By a choice principle I mean a sentence (or scheme) that is equivalent [over $\sf ZF$] to a selection principle. The latter is a sentence of the form:
$\forall x_1,..,\forall x_n \exists F \forall y: \Omega \to F(x_1,..,x_n)(y) \in y$
Where $\Omega$ is a formula, that may use "$x_1,..,x_n,F,y$" among its free variables.
that is not provable in $\sf ZF$ alone.
By $\sf P$ being a strict limit on choice principles, it means that for every choice principle $\sf c$ we have $\sf ZFP \vdash c$, and $\sf ZFc \not \vdash P$; and such that there does not exist any principle $\sf H$ such that: $\sf ZFP \vdash H$, and $\sf ZFH \not \vdash P$, and for every choice principle $\sf c $ we have $\sf ZFH \vdash c$, and $\sf ZFc \not \vdash H$.
Best Answer
The answer is no. Every theorem of ZFC is equivalent to a choice principle. I will prove this is true, but nevertheless also I will be first to agree that the manner in which this is true is trivial and ultimately unsatisfying. I take the real lesson here to be that the property of being a choice principle in this sense is not a useful notion.
Theorem. Every statement provable in ZFC is equivalent over ZF to a choice principle for a definable set family $\Omega$.
Proof. Suppose that $\psi$ is a sentence provable in ZFC. Define the family $\Omega$ so that it is the empty family, in the event that $\psi$ holds, and otherwise it is the family $V_\alpha-\{\emptyset\}$, where $\alpha$ is the least ordinal such that this family has no choice function. (Note that if $\psi$ fails, then AC must fail and so there will indeed be such an ordinal $\alpha$.)
I defined the family $\Omega$ so that ZF proves both that $\psi$ implies $\Omega=\emptyset$, and also that $\neg\psi$ implies that $\Omega=V_\alpha-\{\emptyset\}$, where $\alpha$ is least such that this has no choice function.
Now we argue in ZF. If $\psi$ holds, then the family given by $\Omega$ is empty, and so it vacuously has a choice function. And if $\psi$ does not hold, then AC fails and so indeed there is a first ordinal where the family of nonempty sets of rank below $\alpha$ has no choice function, and $\Omega$ is this family. So in this case, $\Omega$ does not have a choice function.
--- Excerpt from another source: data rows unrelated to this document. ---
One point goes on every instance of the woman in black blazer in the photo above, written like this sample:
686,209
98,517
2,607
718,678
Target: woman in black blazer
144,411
So the sentence $\psi$ is equivalent over ZF to the existence of a choice function for $\Omega$, as desired. $\Box$
The theorem is meant as a scheme over all $\psi$ that are provable in ZFC. So for each instance of the theorem, $\psi$ is a fixed sentence, and this sentence appears in the definition of the family $\Omega$.